THE CLARION – A PAPER, A MOVEMENT, A WAY OF LIFE
Set up by socialist Robert Blatchford in the 1890s, The Clarion newspaper was, what we'd call today, a `lifestyle choice' as well as a top read. It inspired its readers to set up clubs and activities reflecting its values – and these ranged from the famous Clarion Cycling Club (which is still going), to choirs, bands and rambling clubs with attitude. It even had its own Clarion Café on Market Street in Manchester.
Now, as part of the 2012 Manchester Histories Festival, the Working Class Movement Library on the Crescent has launched an exhibition featuring all things Clarion - books, sports trophies and memorabilia, newspapers, and programmes for musical events. Also on display is an original Bolton Clarion Scrapbook, dating from 1898, with an electronic copy `flipbook' that you can browse.

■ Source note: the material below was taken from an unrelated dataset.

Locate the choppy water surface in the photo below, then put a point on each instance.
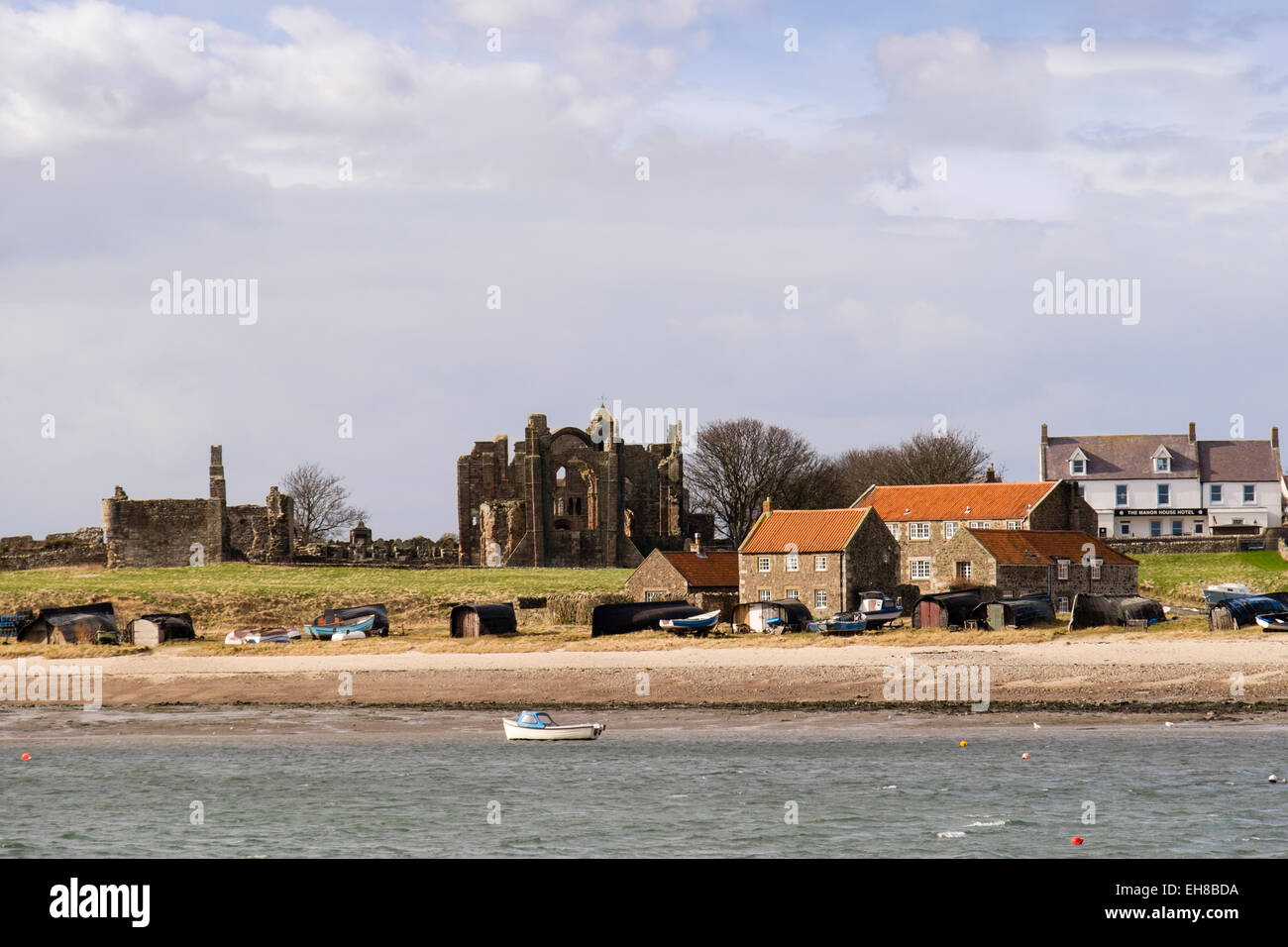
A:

Alongside the exhibition are Clarion themed events ranging from a cycling day to music to talks (see below for full details).
A newspaper with a caring heart and soul? How quaint. All we get now is the top selling Daily Malice…

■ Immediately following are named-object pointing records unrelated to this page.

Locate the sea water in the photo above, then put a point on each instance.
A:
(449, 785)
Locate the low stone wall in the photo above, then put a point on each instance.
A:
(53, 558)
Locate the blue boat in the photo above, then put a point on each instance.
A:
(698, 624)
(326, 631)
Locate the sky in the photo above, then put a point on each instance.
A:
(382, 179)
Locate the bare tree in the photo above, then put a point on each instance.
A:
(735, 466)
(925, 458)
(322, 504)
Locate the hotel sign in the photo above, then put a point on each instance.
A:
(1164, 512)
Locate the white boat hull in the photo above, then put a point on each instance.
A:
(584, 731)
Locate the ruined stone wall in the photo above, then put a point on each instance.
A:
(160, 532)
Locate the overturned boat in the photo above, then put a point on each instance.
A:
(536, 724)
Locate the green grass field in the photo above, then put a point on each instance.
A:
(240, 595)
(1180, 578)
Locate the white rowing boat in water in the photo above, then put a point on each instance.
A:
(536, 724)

The Clarion – A paper, a movement, a way of life…
Working Class Movement Library
Until March 30th free
Open Wed-Fri 1-5pm
Further details click here.
Sunday 26 February: Clarion Cycle Day
The Clarion Cycling Club, riding penny farthings and vintage cycles, will be at the People's History Museum in Manchester during the morning. Then, at noon, there's a guided family cycle ride with the Clarion cyclists to the Working Class Movement Library where Clarion tea will be served (see here for full details).
Saturday 17th March 2pm: Bolton Clarion Choir and talk
The Bolton Clarion Choir, along with the Bolton Clarion Cycling Club, is still going strong and it will performing songs of protest and celebration, followed by a talk about the Clarion movement from Denis Pye, author of Fellowship Is Life: The National Clarion Cycling Club 1895-1995.
Wednesday 28th March 2pm: Robert Blatchford
Deborah Mutch, Senior Lecturer in English at De Montfort University, Leicester will talk on Robert Blatchford's journey to socialism, starting with the founding of the Clarion and then focusing on the literature that made The Clarion famous.